Ishmael's Corner ~ Storytelling Techniques For Business Communications

Exploring Language With Slang Lexicographer Jonathon Green, Part III

dictionary of slang interview

I’ve enjoyed the back and forth with Jonathon in bringing his perspective on “chasing down words” and storytelling to this neighborhood.

Before jumping to the final question, a few thoughts –

Without further ado, here’s how Jonathon explains his passion for language:

Q: The type of person who devotes 17 years to creating the Dictionary of Slang must like words. Going back to your childhood and school, did you have a natural affinity for words? What cultivated your love for language?

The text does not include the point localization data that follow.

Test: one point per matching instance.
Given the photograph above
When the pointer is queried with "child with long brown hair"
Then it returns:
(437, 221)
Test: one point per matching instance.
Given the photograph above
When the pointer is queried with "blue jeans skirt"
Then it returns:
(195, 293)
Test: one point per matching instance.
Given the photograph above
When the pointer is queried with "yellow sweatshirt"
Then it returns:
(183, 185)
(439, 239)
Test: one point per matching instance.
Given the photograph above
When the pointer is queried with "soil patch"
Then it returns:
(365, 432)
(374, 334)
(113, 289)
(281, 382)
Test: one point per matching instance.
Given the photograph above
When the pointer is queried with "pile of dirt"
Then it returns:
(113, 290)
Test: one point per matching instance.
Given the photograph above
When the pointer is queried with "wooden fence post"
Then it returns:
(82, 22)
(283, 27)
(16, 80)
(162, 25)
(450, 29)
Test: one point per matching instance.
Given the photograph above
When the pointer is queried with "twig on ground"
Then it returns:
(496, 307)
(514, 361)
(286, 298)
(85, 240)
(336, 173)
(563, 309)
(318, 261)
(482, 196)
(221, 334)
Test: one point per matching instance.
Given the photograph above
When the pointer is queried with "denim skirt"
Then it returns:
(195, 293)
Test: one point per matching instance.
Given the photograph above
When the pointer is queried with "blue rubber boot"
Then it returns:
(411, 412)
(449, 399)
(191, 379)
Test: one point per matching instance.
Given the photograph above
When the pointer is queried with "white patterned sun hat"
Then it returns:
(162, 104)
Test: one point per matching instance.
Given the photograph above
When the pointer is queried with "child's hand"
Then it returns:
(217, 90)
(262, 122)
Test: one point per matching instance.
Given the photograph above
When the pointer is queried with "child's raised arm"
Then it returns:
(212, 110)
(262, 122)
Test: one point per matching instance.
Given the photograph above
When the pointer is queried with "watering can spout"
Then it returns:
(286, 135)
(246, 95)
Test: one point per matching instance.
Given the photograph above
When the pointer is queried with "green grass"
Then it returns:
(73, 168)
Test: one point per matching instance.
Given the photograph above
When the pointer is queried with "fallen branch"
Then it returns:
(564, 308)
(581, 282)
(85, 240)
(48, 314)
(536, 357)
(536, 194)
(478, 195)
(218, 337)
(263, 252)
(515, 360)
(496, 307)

A: I have no real answer to this other than ‘of course I like words and I never feel happier than when tussling with them in one way or another’. I regularly feel quite consciously that ‘yes, you should be doing what you do’, which is of course a great privilege. I call GDoS a ‘life’s work’ not on chronological grounds – it took only 17 of my near 63 years (and I have worked on slang for 27 in all) – but insofar as slang and its collection and analysis seems to play so central a role in my consciousness, then it is indeed my life. As to what cultivated my love for language, I cannot say since I do not know. I have always loved reading, far beyond any other ‘hobby’; indeed I have never had hobbies, other than, unsurprisingly, collecting books – once the work of PG Wodehouse, more recently dictionaries of slang. I see slang as subversive and contrary and its collection is perhaps my proxy attempt at a personal subversion. The reality is of course a middle-aged, middle-class, white European male working in a study or in libraries. A voyeur, perhaps, on lives that he could never essay and which would most likely terrify him if he did. No matter: outside of certain human beings, it has provided me with the greatest satisfactions of my life. There are no boxes I can tick to explain why. Other than that which, in very large letters, says ‘Luck’.

Thank you, Jonathon, for allowing a look behind the book.